A creative approach to bereavement counselling
When we face bereavement, it can feel as though the ground has given way beneath our feet.
Although we know intellectually that everyone will one day die, we tend to dissociate from this knowledge and the fear it can bring. In the words of Yalom, “We know but we do not know” (Love’s Executioner, 1989). The loss of a loved one can shake our assumption that life will just carry on as it always has done, bringing death and our own mortality into sharp focus.
Grief is the natural response to loss and is a process comprising various stages, or features, which have been outlined by prominent grief theorists such as Kubler-Ross and Worden. While it is helpful to understand a bit about grief theory, it’s also wise to bear in mind that there is no right (or wrong) way to grieve, and that there are as many different ways to do so as there are people in the world. The problem is that there are often complications that prevent people from grieving in a way that is helpful to them.
Take Hilary, for example. She has just lost her husband of 40 years. They were married young, and she can barely remember what life was like without him being around. It is approaching a year since his death, but she still feels a deep sorrow and regularly breaks down in tears. Her children think she should have moved on by now. They tell her to stop moping around and feeling sorry for herself. They want her to start looking after the grandchildren again and are advising her to get out and meet new people. She can’t face it and feels completely alone with her grief.
Hilary is a fictitious woman, but she exemplifies so many who face the challenge of living in a culture that does not necessarily cater well for grieving people. This is where counselling can help, by offering a safe space for the feelings which arise from grief to be acknowledged and expressed, without judgement. It can allow the grieving individual to process and make sense of the events that took place around the time of the death, and to understand what it means to go on living without their loved one around. Finally, counselling can help the bereaved to find meaningful ways of continuing the bond with their loved one, through rituals such as marking occasions like the anniversary of their death.
You may be wondering where creativity fits into all this.
Counselling involves two people coming together to construct new perspectives and ways of understanding, which makes it a creative act in itself. Add creative materials and exercises to the mix, and you have the potential for a highly creative scenario whereby endless possibilities for insight and growth are opened up. In my counselling practice, I offer clients the opportunity to use art, images and symbols as a way to access thoughts and emotions which may be out of conscious awareness. It’s amazing how something as simple as a colour can tap into some buried memory or feeling. In our western culture, we tend to place more emphasis on left-brain functions such as language and rational knowledge and are generally not so focused on the right-brain which is associated with intuition and emotions. While talking is incredibly helpful in the counselling room, creative methods can offer another way of knowing when there simply are no words for what is being felt.
Creative Souls Counselling offers a safe space to talk about whatever is troubling you. Inevitably there are times in our lives when we feel overwhelmed and distressed. Sometimes it can feel like you’ve hit a brick wall and can’t see the way forward. Talking to an experienced counsellor, who will listen without judgement, can be really helpful.Laura Green, Creative Souls Counselling
A great example of how creative methods might be woven into a counselling session is working with metaphor. Waves, black clouds, long dark tunnels, bottomless pits- all common grief metaphors. If a client brings a metaphor, I might ask them to visualise this as an image in their mind. I then invite them to represent this image on paper and to draw themselves too. This allows an increased empathy as I see something of what they are experiencing, but we can also work more deeply with the underlying emotions through reflecting on them together in a safe and supportive way.

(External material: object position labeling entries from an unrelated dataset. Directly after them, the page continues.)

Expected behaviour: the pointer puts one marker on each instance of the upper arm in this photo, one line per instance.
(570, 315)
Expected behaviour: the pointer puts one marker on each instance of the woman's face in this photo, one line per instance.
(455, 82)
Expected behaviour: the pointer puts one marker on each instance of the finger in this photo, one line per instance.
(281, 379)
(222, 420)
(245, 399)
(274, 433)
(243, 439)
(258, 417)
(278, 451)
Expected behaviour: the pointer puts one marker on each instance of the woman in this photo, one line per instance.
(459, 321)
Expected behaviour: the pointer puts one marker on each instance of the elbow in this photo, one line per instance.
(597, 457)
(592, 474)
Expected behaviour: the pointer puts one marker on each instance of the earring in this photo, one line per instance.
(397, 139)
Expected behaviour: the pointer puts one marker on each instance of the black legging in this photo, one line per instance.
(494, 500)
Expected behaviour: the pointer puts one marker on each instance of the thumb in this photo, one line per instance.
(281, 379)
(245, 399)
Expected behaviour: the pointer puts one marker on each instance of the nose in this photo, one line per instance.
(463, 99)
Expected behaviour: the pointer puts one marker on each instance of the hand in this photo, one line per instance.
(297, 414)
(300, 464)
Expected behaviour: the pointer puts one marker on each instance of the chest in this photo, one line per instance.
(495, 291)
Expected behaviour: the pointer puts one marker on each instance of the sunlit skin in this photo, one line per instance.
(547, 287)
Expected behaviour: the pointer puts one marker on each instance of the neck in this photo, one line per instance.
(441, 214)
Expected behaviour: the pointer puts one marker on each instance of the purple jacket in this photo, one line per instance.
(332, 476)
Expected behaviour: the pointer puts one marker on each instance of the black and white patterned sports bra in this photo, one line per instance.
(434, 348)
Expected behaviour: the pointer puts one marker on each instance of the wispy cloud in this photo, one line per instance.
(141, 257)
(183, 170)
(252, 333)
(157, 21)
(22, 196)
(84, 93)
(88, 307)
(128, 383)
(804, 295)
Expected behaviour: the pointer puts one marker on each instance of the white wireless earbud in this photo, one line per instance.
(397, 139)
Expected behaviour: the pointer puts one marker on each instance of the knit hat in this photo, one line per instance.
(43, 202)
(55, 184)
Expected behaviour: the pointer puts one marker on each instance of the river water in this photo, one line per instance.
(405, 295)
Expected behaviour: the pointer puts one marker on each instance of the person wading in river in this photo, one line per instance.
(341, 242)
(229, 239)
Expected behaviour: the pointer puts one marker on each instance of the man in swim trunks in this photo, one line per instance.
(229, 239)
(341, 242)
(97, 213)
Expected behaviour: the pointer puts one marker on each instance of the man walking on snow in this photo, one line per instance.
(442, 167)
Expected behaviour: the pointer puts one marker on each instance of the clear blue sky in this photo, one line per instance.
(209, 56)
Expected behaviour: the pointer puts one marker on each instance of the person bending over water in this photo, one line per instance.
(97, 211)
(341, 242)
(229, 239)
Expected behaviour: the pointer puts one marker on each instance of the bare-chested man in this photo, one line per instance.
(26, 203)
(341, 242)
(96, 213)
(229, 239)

Many people will claim that they are simply not creative, and are reticent about using creative methods because they have judged themselves as being “bad” at art. Or perhaps someone else has told them this. I always explain to clients that in our work together I will not be making any judgments. There is no right or wrong way to create. The focus is on the process and what comes up for the client.
We are all creative. Every time we make a decision, solve a problem, imagine a dream, we are being creative. Recognising this, and harnessing the power of creativity in the counselling room can bring healing and release for the grieving client.